Molten‐Salt Motivated MXene‐Based Heterostructure Activate Pt Clusters for Hydrogen Evolution Reaction

Abstract Atomic clusters exhibit superior performance in heterogeneous catalysis due to their unique electronic states and highly exposed active surfaces. Nevertheless, significant challenges persist in achieving the precise and efficient synthesis of atomic clusters while preventing undesirable formation of coexisting species, particularly nanoparticles.

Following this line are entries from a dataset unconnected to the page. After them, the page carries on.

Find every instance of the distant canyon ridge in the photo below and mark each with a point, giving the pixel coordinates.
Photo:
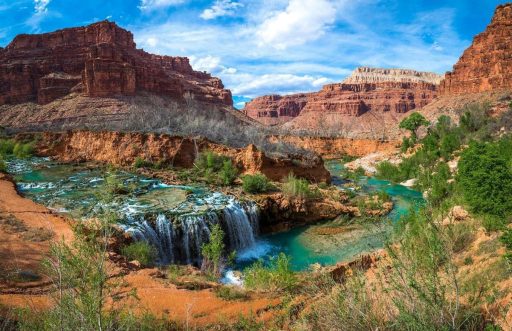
(94, 77)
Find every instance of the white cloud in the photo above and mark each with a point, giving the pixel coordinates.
(40, 6)
(251, 86)
(210, 64)
(220, 8)
(149, 5)
(300, 22)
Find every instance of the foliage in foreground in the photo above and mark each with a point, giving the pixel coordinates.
(257, 183)
(214, 260)
(297, 188)
(485, 177)
(140, 251)
(277, 276)
(421, 290)
(216, 168)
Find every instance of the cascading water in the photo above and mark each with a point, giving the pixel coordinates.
(176, 220)
(179, 238)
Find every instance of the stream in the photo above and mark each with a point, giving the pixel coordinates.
(177, 219)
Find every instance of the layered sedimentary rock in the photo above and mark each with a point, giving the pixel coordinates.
(487, 64)
(123, 148)
(99, 60)
(276, 109)
(366, 90)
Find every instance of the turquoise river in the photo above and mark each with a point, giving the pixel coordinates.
(151, 210)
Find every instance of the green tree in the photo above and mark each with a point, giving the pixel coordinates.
(413, 122)
(485, 178)
(213, 252)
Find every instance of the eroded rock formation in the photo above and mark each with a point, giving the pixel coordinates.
(120, 148)
(99, 60)
(487, 64)
(366, 90)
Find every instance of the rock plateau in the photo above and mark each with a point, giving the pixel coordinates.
(487, 64)
(367, 102)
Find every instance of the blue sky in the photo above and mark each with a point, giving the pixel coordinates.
(274, 46)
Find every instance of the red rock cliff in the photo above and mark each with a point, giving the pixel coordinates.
(98, 60)
(366, 90)
(487, 64)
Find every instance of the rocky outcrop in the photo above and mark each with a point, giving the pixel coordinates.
(123, 149)
(99, 60)
(331, 148)
(276, 109)
(383, 95)
(364, 75)
(487, 64)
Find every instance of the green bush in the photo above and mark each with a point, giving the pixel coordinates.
(485, 178)
(140, 251)
(3, 165)
(141, 163)
(228, 173)
(413, 122)
(278, 275)
(231, 293)
(258, 183)
(209, 160)
(7, 146)
(389, 171)
(297, 187)
(406, 144)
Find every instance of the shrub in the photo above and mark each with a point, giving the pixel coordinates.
(389, 171)
(228, 173)
(141, 163)
(23, 150)
(6, 146)
(413, 122)
(297, 187)
(209, 160)
(258, 183)
(440, 188)
(3, 165)
(278, 275)
(406, 144)
(485, 178)
(140, 251)
(230, 293)
(214, 260)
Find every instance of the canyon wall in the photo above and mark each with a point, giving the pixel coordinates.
(386, 94)
(99, 60)
(487, 64)
(331, 148)
(123, 149)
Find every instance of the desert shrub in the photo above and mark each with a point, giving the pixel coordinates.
(140, 251)
(440, 188)
(209, 161)
(474, 117)
(276, 276)
(7, 146)
(258, 183)
(214, 260)
(413, 122)
(228, 172)
(485, 178)
(139, 162)
(406, 144)
(389, 171)
(3, 165)
(231, 293)
(297, 187)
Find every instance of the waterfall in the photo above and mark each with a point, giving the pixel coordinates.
(179, 238)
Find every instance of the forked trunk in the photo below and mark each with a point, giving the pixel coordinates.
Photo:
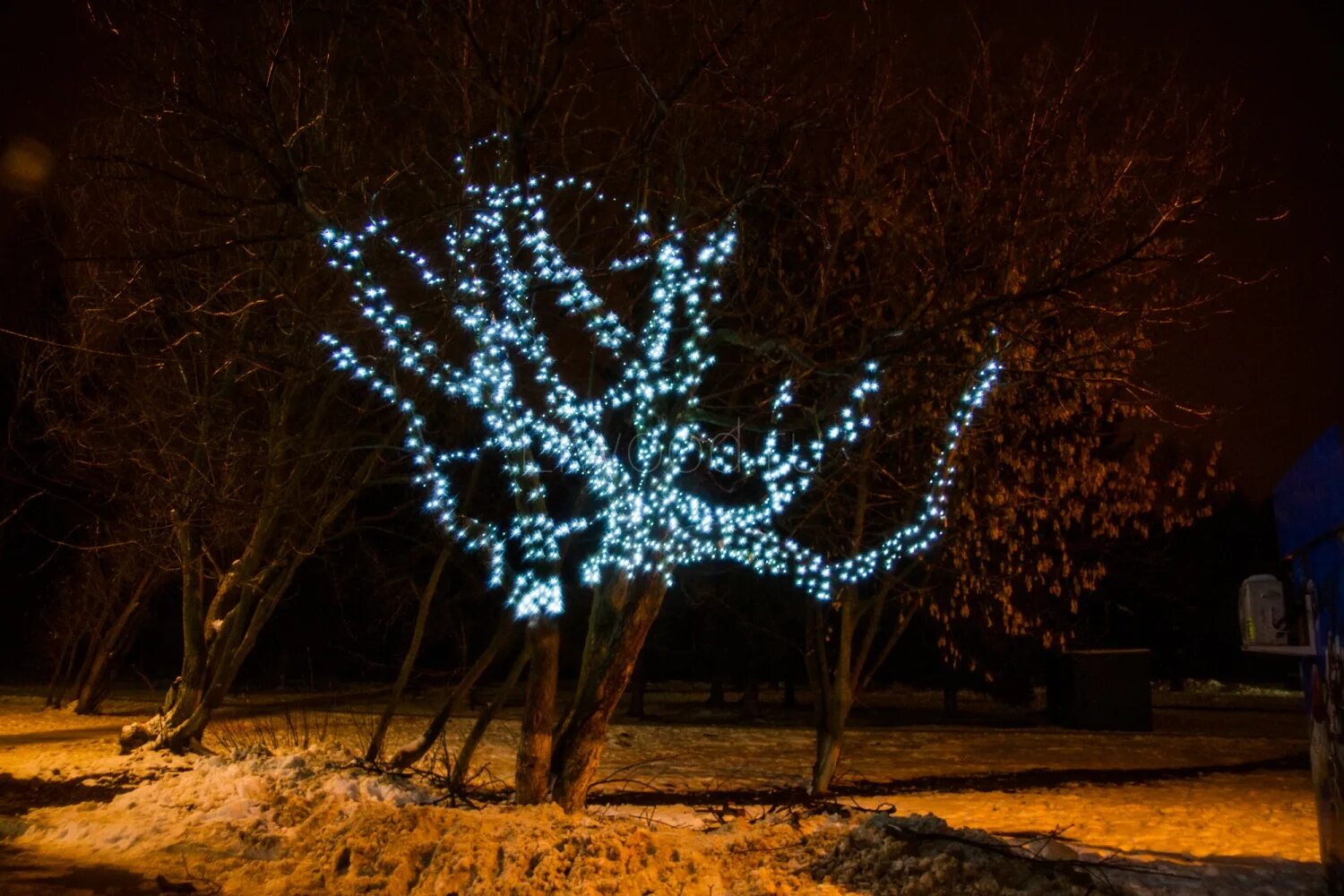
(623, 614)
(414, 751)
(532, 775)
(403, 676)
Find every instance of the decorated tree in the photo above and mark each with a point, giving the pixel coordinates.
(613, 466)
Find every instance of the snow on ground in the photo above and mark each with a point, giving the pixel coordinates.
(1228, 813)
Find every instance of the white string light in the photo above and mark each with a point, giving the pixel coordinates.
(647, 520)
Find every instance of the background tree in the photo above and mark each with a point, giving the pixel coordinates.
(1043, 196)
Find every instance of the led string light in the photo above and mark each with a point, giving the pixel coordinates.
(647, 520)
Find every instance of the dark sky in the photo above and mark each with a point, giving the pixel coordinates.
(1269, 360)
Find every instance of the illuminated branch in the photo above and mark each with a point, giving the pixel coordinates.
(648, 519)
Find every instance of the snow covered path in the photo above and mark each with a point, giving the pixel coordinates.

Herein, a one‐step in situ phase transition engineering strategy is reported for the synthesis of atomic platinum clusters by vapor deposition on Ti 3 C 2 Cl 2 MXene and TiC heterogeneous interface (Pt‐MXene/TiC) in molten salt, where Pt clusters can be acquired over a slight amount of Pt contents (0.298 wt.%). The strongly polarized molten salt induces the desired confinement of atomic‐scale Pt clusters. The construction of heterogeneous interfaces enhances the local electric field and accelerates the electron transfer between Pt and the substrate. As a result, Pt‐MXene/TiC‐950 exhibits an exceptional increase in mass activity and turnover frequency (TOF) for hydrogen evolution reaction (HER) at 49.4 and 46.7 folds of 10% commercial Pt/C. Further theoretical calculations elucidate that the Pt species in Pt‐MXene/TiC‐950 possess moderate d‐band center, which enables optimized selectivity and activity for intermediates adsorption in HER process. This work provides some guidelines for leveraging molten salt and heterostructure to enhance the precision and synthesis efficiency of atomic clusters.